But you know, some people actually respond, they light up, they want to engage
even again, for just a few moments or longer.
Talk to me about being outcome agnostic.
Outcome agnostic.
I didn't come up with that term, but the first time I heard it, I just loved it.
Um, you know, probably most of us have heard that the Buddha said that attachment
is a cause of all suffering.
When I teach men this about being, um, outcome agnostic, non-attached outcome, men get mad at me.
They think I made that up and imposed it on them. No, no, don't put it on me.
It probably preceded the Buddha even.
But the truth is, if we get emotionally attached to a specific outcome, we're going to suffer.
And that's just the human condition.
And we all get attached. And guys will say, well, why would I even date? Why would I talk to a woman if I wasn't attached to getting that pretty woman?

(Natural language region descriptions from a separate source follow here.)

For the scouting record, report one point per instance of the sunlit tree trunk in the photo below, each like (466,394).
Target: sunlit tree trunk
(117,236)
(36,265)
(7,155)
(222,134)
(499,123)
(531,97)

And I go, well, you might not.
But I said, if you have fewer attachments, you might actually be more engaging and not so anxious.
Cause I also say that attachment is a cause of all anxiety.

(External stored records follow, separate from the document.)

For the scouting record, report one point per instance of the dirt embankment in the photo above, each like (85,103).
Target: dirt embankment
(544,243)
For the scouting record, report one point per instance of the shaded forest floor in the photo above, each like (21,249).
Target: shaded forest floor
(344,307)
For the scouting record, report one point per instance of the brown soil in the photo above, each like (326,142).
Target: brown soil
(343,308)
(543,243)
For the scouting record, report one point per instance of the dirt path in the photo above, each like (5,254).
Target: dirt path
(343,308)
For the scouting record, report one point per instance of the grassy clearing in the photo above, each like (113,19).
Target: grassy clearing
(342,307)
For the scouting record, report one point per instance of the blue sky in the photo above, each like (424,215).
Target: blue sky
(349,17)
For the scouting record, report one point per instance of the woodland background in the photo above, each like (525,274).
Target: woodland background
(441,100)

And so what if, we'll keep it in the dating sphere.
What if you're standing, there's a woman standing
next to you and let's say, you know, she's reasonably attractive and you want to say
something to her.
What if you were equally okay with every possible outcome?
Now, you might prefer some, right?
You might prefer that, you know, she smile and respond to you and maybe give you a number and maybe she go on a
date with you, unless maybe you find out she's a psycho bitch from hell and then you wish she
hadn't. But then what if you're equally okay with that as a possible outcome? And life flows. You
can say yes to more things if you're equally okay with every possible outcome.
And again, are we going to like some outcomes better than others?
Yes.
But are some of the outcomes we didn't love, do they turn out to maybe be an outcome that
we didn't see coming?
I had a tumor blocking my small intestine six years ago.
Really sick. Three months in
pain all the time. Couldn't eat, couldn't use the bathroom, lost over 30 pounds,
went to doctors in the US, Mexico, got undiagnosed, misdiagnosed. Did I want that?
I knew it was killing me. I didn't know what is killing me. The last doctor I saw
in the US, a gastroenterologist said, you probably just have, you know, a Mexican parasite.
You have to outlive.
I wasn't going to live a golf ball sized tumor in my small intestine.
She didn't even run the right test to go looking for it.
At some point I surrendered.
I didn't know what I had.
I didn't know if it was going to kill me.
I had a pretty good idea.
It might be killing me.
I was headed that direction.
I was in pain all the time.
The only remedy to pain was just breathing and relaxing into it.
And when I finally surrendered into it, the pain became less.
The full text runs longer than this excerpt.